7) Allows insurance companies to charge people who are older 300% more than others.

The status quo is that insurers can charge people as much as they want, and they can refuse some people altogether. Hamsher doesn't present it this way, but the bill is a huge improvement on this front.

8 ) Grants monopolies to drug companies that will keep generic versions of expensive biotech drugs from ever coming to market.

This is correct. The bill gives pharmaceutical companies a 12-year exclusivity period, and then changes get 12 years atop that. It's one of the worst elements of the bill, and should be changed.

9) No re-importation of prescription drugs, which would save consumers $100 billion over 10 years.

This isn't really part of the bill, so much as it's a failure to pass a change that people have been trying to pass for a decade now. People should keep trying. But saying you'll torpedo trillions in subsidies and protections for the poor if you don't also get drug re-importation is a bit like saying you'll refuse to pay the sale price for this TV if Best Buy doesn't also let you use a coupon.

10) The cost of medical care will continue to rise, and insurance premiums for a family of four will rise an average of $1,000 a year -- meaning in 10 years, your family's insurance premium will be $10,000 more annually than it is right now.

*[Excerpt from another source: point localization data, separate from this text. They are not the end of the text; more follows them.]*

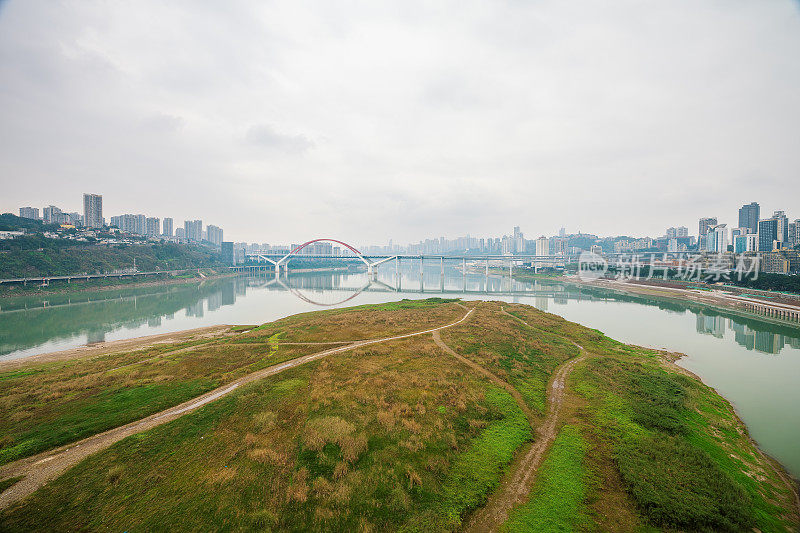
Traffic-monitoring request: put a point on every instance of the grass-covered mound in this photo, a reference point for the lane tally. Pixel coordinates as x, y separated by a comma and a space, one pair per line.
395, 436
48, 405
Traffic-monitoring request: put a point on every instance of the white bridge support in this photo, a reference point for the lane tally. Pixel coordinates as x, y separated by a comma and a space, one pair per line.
372, 267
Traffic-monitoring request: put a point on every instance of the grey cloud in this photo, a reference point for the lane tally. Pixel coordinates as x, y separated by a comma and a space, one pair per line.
266, 136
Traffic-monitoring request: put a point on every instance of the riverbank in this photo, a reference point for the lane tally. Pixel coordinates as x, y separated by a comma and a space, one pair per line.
736, 300
348, 412
77, 285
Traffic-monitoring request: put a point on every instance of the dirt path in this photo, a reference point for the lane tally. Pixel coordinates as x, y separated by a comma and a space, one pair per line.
481, 370
39, 469
516, 484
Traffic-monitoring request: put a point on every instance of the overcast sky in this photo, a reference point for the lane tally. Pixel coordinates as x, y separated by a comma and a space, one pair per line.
367, 121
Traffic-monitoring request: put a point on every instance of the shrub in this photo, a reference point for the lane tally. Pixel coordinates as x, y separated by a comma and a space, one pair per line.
678, 485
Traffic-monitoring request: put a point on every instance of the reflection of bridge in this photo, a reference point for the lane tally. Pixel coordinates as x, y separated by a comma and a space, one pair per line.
468, 284
373, 261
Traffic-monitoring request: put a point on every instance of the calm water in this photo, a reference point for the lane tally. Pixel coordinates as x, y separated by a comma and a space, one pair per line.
753, 363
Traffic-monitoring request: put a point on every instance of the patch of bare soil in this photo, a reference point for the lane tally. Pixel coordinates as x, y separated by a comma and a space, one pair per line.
39, 469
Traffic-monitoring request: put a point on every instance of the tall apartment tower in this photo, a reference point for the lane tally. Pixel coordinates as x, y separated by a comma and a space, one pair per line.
706, 224
749, 215
92, 210
29, 212
194, 230
767, 234
783, 225
152, 226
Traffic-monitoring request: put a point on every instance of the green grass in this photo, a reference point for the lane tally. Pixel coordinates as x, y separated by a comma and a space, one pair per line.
677, 469
98, 413
4, 484
413, 304
678, 485
247, 461
477, 472
557, 501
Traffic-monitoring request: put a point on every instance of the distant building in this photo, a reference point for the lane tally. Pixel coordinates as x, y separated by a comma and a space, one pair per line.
194, 230
747, 242
152, 227
518, 244
542, 246
51, 215
705, 225
93, 210
794, 233
719, 242
767, 234
774, 263
214, 235
29, 212
226, 248
749, 216
783, 226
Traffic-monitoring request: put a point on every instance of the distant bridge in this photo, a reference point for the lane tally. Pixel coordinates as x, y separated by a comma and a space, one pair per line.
373, 261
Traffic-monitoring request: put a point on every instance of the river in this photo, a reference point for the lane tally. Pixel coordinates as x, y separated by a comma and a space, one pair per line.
752, 362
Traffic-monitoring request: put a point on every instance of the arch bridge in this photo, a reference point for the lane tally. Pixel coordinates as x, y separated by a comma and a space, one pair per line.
280, 261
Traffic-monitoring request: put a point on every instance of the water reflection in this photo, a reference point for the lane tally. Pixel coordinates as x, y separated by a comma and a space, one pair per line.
31, 322
751, 361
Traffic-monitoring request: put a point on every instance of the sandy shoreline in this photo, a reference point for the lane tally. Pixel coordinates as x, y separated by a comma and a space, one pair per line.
105, 348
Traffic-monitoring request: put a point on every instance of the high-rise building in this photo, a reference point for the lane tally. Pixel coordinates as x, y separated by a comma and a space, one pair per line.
748, 217
29, 212
51, 215
767, 234
194, 230
706, 224
783, 226
152, 226
215, 235
720, 239
542, 246
227, 252
93, 210
747, 242
794, 233
518, 244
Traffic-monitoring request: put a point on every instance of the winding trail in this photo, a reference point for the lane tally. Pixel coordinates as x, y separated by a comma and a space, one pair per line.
516, 484
39, 469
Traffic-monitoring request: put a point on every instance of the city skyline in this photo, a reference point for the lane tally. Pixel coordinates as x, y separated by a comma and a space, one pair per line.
713, 234
427, 124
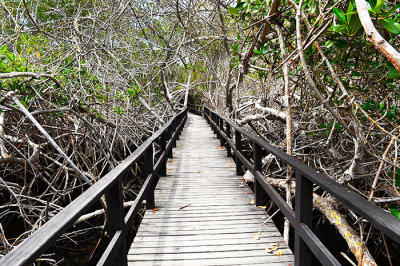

It's not even clear what this is supposed to mean. According to the Congressional Budget Office, this bill reduces the average cost of premiums by a little bit for most people, and a ton for the people the bill directly affects. According to the Center for Medicare and Medicaid Services, the bill cuts spending in the long term. According to everybody, it decreases the deficit. The bill has at least five major cost controls that won't exist in its absence, and many smaller efforts to cut spending beneath that. And the bill does all this while covering more than 30 million people, ending the ability of insurers to discriminate based on preexisting conditions, creating a new and more competitive insurance market, taking the first steps away from fee-for-service medicine, and much more.

And that's the problem with Hamsher's list more broadly. The points about the bill's provisions are, in most cases, misleading. But much more deleterious is that Hamsher's list implies that the bill is failing relative to a world in which we don't kill the bill. But in that world, there's still no drug re-importation. Still 50 million uninsured. Still rampant cost growth. In the world where we pass the bill, everything gets somewhat better, if not good enough. In the world in which we kill it, everything just continues to get worse, and politicians are scared away from the issue for decades.